Mari schien nicht weiter nachfragen zu wollen und schritt still neben ihr her: "Was denkst, du wird jetzt passieren? Was hast du vor?"
Sassy sah traurig zu ihr: "Ich muss wissen, ob es wahr ist, Mari! Wenn ich recht habe, werde ich sterben, aber das ist nicht schlimm. Hauptsache es sind alle in Sicherheit und vor allem Henry wird gut versorgt!"
Mari ging eine weile stumm neben Sassy hier: "Es tut mir leid, Sassy! Ich wünschte, ich könnte dir diese Last abnehmen, aber niemand anders als du kann das tun!"

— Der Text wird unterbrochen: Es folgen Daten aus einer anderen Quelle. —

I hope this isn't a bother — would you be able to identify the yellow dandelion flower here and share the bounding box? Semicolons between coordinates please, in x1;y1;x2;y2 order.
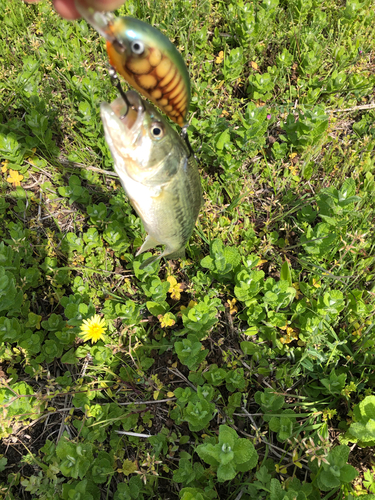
81;314;105;344
7;169;23;187
167;276;182;300
1;160;9;174
215;50;224;64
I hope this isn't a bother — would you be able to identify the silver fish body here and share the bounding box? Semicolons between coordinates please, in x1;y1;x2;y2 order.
101;91;202;268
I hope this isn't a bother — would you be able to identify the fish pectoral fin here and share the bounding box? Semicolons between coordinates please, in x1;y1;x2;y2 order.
137;246;185;269
135;234;160;257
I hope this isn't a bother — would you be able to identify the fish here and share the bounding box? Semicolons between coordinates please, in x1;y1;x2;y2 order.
76;0;191;127
100;90;203;269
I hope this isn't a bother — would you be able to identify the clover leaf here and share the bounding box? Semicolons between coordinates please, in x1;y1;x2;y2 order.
197;425;258;483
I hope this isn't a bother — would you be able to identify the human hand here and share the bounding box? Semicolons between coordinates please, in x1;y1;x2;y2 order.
26;0;124;19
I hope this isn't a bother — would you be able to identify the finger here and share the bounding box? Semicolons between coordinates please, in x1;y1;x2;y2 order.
53;0;81;20
85;0;124;11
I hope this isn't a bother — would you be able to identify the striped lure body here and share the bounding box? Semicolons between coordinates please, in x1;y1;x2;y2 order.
101;91;202;268
107;17;190;127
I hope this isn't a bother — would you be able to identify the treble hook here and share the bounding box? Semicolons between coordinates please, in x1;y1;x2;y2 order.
108;66;146;112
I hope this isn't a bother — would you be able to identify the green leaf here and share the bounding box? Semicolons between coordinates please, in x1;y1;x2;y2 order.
217;463;237;483
280;260;292;286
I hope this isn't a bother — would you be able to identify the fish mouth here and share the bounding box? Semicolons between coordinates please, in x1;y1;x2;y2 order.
100;90;146;147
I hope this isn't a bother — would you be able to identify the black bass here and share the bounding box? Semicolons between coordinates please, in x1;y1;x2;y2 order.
101;91;202;268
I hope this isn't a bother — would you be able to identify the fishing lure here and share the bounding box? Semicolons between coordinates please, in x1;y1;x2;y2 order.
76;1;191;127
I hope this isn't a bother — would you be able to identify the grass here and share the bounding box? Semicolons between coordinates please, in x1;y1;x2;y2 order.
0;0;375;500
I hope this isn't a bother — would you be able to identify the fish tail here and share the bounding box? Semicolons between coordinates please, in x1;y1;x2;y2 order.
163;248;186;260
139;253;163;269
139;248;185;269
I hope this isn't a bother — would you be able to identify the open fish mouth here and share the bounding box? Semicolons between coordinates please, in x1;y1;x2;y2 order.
100;90;146;147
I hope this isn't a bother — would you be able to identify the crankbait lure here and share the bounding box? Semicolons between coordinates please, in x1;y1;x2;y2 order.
76;1;190;127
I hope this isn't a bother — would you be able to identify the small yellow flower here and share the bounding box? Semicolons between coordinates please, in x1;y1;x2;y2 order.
167;276;182;300
1;160;9;174
158;313;176;328
7;169;23;187
81;314;105;344
313;278;322;288
215;50;224;64
227;299;238;316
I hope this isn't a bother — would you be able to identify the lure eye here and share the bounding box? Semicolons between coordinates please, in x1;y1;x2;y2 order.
130;40;145;56
150;122;164;141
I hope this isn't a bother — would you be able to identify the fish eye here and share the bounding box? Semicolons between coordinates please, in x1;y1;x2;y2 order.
150;122;164;140
130;40;145;56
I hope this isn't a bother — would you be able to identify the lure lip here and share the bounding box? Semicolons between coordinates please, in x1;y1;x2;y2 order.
74;0;118;44
100;90;146;147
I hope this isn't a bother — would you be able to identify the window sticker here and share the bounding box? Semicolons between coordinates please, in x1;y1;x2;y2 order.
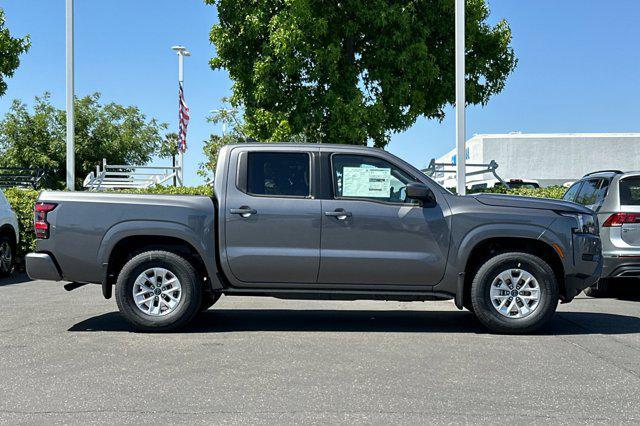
342;167;391;198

Sassy sah dankbar zu ihr hinüber: "Das ist lieb von dir, aber es ist, wie du sagst meine Aufgabe. Mögen die alten Götter mit uns allen sein!"
Mari nickte: "Vor allem mit Shanora! Sie muss es schließlich auch mit einer Übermacht aufnehmen!"
Sassy blieb stehen, vor ihr lag Ladiras Haus, welches ihnen allen nach der letzten Schlacht als Zuflucht gedient hatte.
"Ich muss dich jetzt verlassen!", Mari schien das gar nicht zu gefallen, "Ich bete, das wir uns irren!"
Dann verschwand sie und Sassy öffnete das Gartentor, um dem Mann entgegenzutreten, den sie verdächtigte sie alle verraten zu haben.